Consider Unicode Identifiers

wollmers opened this issue · 5 comments

Not that I myself would ever use it, but specifying the allowed characters for identifiers different from Perl would confuse users.

This is the definition for identifiers in https://perldoc.perl.org/perldata:

/ (?[ ( \p{Word} & \p{XID_Start} ) + [_] ])
  (?[ ( \p{Word} & \p{XID_Continue} ) ]) *    /x

IMHO it's well specified to extend a BNF by a notation conforming to Unicode.

Same for

METHODNAME       ::= [a-zA-Z_]\w*

which has \w as continuation characters and is the same as \p{Word} under use utf8 and is not the same as [a-zA-Z0-9_].

Ovid commented

I would love to see something like this, but I suspect the scope would be far outside of Corinna and would like complicate parsing. I also strongly suspect that P5P would reject something like this. For now, this is outside the scope of V1. Sorry.

haarg commented

While the spec says things like [a-zA-Z_]\w*, I expect it implementation it would follow the standard rules for perl identifiers, which do allow unicode.

@haarg

While the spec says things like [a-zA-Z_]\w*, I expect it implementation it would follow the standard rules for perl identifiers, which do allow unicode.

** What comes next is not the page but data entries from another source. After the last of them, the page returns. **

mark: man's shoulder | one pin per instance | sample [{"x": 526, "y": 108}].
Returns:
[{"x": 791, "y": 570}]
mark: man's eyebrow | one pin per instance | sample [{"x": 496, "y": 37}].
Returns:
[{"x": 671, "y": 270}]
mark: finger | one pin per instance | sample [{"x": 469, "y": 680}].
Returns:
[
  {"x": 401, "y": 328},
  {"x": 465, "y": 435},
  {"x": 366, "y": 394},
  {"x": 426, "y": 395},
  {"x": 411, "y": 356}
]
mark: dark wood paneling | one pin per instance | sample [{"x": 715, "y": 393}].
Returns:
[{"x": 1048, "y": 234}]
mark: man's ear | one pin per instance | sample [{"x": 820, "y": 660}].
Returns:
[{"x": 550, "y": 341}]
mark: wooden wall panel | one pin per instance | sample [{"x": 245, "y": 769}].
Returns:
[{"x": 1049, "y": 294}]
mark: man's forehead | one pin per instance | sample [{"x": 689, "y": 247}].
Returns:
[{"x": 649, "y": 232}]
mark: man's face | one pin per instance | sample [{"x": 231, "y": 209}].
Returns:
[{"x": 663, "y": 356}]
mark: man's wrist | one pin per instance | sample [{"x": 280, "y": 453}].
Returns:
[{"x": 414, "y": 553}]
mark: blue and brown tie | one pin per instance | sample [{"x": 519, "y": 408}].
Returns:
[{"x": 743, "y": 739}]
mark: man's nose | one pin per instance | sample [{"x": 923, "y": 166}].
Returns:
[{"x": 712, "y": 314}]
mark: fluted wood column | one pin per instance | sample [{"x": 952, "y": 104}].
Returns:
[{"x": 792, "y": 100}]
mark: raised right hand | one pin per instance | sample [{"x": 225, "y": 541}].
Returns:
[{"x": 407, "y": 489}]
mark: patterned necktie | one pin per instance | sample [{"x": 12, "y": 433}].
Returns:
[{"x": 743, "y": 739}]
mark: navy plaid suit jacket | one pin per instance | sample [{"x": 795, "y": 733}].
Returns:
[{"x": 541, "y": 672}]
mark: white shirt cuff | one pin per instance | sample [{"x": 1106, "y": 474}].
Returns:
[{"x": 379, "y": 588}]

That's what I also expected, that P5P will not define an extra parser for Cor. Since 5.18 under use utf8 it's defined as follows (see https://perldoc.perl.org/perldata#Identifier-parsing):

/ (?[ ( \p{Word} & \p{XID_Start} ) + [_] ])
  (?[ ( \p{Word} & \p{XID_Continue} ) ]) *    /x

This uses Unicode properties made exactly for identifiers, where XID_Start also contains letters outside ASCII or Latin, and '_' is added.

That's the definition of \p{Word} which is the same as \w in https://unicode.org/reports/tr18/#Default_Word_Boundaries:

\p{alpha}
\p{gc=Mark}
\p{digit}
\p{gc=Connector_Punctuation}
\p{Join_Control}

That's what I also expected, that P5P will not define an extra parser for Cor.

Indeed so. I was fully intending to just continue to use core bits-and-pieces for as much of this as possible, for consistency, rather than rebuild entire new things from scratch. I'm viewing the spec verymuch as a hand-wavy suggestion in this kind of sense.